Hi! My name is Mike. I am a support worker for people with special needs. I also care for my four children. Three of my kids have special needs in mental health. We need help coping with anxiety conditions, bipolar disorder and other challenges. I personally have overcome bipolar disorder myself to have many successes in life.
I am also an artist. I write poetry, philosophy and music. I enjoy photography and cinema. I have always had a strong athletic interest too and I still take part in hiking, camping, swimming and sports with my family.
I knew I was different even back in elementary school. I was both creative and spiritual. In grade five I took an interest in guitar class and soon got my own guitar. My parents loved Rock and Roll, Motown music and even Disco. I learned to love it all too. I loved writing. In grade six I wrote a twenty-page love letter to a girl that I really liked and mailed it to her when she was on holidays across Canada for spring break. I also wrote a fifteen-page science-fiction story for grade seven Language Arts class that was well-received.

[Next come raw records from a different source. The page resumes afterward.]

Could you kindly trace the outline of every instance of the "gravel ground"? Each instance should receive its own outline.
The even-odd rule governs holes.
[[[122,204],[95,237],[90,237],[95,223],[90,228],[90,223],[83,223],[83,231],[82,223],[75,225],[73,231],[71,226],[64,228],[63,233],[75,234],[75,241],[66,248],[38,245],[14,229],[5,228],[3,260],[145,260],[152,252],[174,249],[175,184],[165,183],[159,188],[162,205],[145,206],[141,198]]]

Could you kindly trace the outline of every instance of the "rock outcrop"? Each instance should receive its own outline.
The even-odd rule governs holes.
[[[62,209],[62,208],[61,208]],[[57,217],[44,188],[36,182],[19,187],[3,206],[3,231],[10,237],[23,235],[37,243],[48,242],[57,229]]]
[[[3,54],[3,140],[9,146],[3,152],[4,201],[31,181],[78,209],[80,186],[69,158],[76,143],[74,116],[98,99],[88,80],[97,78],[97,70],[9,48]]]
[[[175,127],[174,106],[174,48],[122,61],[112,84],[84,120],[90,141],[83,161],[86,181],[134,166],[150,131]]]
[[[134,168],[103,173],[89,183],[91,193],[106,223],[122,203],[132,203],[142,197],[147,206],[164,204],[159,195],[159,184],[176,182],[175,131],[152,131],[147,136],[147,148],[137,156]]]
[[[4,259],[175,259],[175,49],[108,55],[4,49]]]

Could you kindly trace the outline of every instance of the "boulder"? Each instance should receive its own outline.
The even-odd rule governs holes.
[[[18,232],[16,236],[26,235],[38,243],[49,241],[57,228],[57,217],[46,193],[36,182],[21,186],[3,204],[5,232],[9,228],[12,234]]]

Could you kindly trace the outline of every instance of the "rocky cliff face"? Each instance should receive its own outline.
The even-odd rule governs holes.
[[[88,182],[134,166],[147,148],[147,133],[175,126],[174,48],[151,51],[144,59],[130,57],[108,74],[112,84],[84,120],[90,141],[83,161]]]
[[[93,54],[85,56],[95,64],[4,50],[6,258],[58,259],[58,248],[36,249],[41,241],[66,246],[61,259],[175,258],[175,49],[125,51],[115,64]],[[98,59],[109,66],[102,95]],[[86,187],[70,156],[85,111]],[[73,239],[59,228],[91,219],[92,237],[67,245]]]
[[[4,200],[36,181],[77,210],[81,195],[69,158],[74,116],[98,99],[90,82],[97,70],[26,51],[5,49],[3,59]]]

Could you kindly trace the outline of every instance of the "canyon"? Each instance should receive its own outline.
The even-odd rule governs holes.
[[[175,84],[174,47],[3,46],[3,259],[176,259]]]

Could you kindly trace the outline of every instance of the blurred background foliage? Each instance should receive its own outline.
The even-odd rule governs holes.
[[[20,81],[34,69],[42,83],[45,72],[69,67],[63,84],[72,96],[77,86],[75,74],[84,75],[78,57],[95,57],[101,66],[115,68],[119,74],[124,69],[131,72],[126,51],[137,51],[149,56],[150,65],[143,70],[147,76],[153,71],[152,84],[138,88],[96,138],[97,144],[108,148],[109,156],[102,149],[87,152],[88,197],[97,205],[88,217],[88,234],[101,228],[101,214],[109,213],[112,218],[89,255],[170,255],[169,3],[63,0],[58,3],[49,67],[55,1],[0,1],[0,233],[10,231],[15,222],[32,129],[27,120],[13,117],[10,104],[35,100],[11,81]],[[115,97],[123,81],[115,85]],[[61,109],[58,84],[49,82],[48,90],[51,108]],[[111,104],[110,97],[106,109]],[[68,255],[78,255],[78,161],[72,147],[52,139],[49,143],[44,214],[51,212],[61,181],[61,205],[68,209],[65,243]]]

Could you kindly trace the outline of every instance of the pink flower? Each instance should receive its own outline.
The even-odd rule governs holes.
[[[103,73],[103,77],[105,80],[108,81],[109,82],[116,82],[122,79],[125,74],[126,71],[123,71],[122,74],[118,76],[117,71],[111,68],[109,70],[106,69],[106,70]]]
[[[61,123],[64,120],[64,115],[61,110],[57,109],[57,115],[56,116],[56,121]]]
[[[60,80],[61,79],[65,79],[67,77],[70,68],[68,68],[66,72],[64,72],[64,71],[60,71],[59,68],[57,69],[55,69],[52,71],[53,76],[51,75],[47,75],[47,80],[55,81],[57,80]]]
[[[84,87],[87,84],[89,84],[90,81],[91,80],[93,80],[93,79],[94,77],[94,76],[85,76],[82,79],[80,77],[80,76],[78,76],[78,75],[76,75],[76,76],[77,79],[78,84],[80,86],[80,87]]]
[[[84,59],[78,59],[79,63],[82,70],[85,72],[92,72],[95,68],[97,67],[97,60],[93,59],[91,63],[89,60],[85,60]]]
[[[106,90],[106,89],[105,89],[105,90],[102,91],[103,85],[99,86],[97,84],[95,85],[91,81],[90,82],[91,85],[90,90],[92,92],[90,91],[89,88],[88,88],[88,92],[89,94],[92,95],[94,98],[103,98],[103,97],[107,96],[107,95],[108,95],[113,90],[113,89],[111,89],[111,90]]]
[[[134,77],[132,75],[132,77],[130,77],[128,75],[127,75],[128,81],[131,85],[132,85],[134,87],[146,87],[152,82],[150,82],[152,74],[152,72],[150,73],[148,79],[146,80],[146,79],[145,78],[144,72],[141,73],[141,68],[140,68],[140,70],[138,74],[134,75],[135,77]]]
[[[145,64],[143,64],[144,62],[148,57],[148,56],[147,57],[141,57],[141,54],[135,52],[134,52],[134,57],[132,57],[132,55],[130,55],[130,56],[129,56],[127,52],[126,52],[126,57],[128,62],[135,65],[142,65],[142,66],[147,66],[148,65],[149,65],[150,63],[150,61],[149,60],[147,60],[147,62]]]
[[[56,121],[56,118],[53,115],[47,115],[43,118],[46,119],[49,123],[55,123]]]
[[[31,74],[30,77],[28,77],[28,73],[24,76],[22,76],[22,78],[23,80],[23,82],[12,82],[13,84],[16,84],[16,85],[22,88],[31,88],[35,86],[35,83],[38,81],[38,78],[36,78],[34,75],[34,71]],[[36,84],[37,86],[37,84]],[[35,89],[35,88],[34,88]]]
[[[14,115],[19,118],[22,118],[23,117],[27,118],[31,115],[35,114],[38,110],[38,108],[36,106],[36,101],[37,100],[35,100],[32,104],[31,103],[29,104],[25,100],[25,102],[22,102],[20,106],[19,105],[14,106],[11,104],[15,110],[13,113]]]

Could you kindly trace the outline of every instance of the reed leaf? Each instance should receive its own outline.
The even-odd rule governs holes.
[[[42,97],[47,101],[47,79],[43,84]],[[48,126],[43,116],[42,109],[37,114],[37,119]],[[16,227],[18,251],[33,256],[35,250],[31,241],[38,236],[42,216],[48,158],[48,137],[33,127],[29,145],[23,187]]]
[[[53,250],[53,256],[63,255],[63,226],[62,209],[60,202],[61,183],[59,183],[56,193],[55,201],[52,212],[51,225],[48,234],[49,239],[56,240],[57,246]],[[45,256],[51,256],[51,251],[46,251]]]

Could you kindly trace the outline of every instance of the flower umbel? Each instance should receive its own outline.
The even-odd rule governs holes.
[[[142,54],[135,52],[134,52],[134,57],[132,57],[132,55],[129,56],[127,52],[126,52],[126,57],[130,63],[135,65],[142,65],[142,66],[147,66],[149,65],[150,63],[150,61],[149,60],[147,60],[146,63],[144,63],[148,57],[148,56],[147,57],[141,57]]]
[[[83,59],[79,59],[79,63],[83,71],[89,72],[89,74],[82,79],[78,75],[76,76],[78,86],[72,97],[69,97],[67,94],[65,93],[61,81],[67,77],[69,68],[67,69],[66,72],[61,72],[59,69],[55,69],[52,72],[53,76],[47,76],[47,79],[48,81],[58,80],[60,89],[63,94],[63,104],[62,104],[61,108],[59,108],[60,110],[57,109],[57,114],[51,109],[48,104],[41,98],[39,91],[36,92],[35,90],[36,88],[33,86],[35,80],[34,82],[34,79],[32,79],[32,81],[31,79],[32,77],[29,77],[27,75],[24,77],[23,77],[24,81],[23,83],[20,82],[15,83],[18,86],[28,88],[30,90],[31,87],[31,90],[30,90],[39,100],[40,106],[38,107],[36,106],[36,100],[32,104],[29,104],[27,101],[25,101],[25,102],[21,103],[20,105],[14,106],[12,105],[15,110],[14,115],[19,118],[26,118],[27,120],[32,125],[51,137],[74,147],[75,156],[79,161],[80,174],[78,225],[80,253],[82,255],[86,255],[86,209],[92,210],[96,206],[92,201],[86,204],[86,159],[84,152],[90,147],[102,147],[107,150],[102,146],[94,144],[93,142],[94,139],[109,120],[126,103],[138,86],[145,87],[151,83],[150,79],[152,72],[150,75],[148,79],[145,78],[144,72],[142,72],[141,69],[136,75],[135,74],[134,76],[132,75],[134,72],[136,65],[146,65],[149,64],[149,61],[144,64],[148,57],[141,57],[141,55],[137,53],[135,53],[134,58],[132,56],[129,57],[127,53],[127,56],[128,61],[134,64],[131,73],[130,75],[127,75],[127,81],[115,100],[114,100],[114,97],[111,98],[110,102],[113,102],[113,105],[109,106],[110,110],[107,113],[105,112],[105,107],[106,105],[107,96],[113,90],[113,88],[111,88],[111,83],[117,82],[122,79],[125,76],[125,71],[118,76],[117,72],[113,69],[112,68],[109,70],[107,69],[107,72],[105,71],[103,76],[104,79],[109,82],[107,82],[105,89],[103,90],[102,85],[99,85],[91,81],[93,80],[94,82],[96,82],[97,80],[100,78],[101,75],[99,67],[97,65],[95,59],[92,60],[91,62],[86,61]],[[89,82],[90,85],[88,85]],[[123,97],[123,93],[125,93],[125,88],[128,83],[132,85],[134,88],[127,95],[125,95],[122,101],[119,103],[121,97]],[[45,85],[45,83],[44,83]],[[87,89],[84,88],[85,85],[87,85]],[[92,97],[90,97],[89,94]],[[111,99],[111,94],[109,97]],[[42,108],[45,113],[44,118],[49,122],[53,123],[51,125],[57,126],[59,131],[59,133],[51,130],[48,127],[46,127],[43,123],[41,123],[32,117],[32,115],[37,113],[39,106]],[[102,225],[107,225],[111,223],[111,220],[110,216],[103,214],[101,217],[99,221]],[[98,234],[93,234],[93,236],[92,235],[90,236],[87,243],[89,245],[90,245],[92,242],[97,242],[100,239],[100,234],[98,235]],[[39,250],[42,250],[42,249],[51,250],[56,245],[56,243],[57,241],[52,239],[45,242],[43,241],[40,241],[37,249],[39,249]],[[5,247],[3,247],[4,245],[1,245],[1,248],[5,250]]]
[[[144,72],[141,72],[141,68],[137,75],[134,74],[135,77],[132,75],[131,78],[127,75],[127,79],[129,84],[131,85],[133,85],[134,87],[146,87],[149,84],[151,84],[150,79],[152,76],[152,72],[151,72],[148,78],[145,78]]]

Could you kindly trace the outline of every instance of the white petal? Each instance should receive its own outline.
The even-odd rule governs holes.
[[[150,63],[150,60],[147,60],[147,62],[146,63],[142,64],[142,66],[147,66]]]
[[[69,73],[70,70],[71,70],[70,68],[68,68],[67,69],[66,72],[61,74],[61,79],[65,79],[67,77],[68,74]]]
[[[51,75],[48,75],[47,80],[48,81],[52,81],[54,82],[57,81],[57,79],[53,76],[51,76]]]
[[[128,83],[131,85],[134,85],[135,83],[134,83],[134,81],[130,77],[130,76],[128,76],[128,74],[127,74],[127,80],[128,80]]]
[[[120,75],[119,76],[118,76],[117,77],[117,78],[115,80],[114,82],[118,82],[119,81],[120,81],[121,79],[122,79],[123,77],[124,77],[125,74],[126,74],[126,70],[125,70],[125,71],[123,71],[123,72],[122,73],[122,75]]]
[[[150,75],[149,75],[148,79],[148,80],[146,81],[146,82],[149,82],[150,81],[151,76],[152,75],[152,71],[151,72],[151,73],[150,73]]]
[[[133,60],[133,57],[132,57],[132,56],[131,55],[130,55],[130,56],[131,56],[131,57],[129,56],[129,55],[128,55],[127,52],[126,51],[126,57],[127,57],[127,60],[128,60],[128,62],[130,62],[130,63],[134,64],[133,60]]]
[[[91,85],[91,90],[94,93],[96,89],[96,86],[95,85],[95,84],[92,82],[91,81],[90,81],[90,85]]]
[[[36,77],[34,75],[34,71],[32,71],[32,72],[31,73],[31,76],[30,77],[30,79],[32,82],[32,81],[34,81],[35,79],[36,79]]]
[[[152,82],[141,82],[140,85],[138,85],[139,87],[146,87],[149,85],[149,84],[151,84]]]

By grade eight, I had an electric guitar and became much more interested in Hard Rock. I became part of the “Rocker” crowd. I grew out long hair and wore jeans and leather jackets. I started drinking alcohol. This got me in trouble. I had run-ins with the police and did some stupid things, like making myself really, really ill.
As a student I had close to straight A’s right through grade twelve, and into my second semester at University. That is when I began to lose focus and pay more attention to partying and experimenting with drugs. That is when I began to have serious episodes in bipolar disorder that could have killed me or others. No one knew how to react. Many still don’t.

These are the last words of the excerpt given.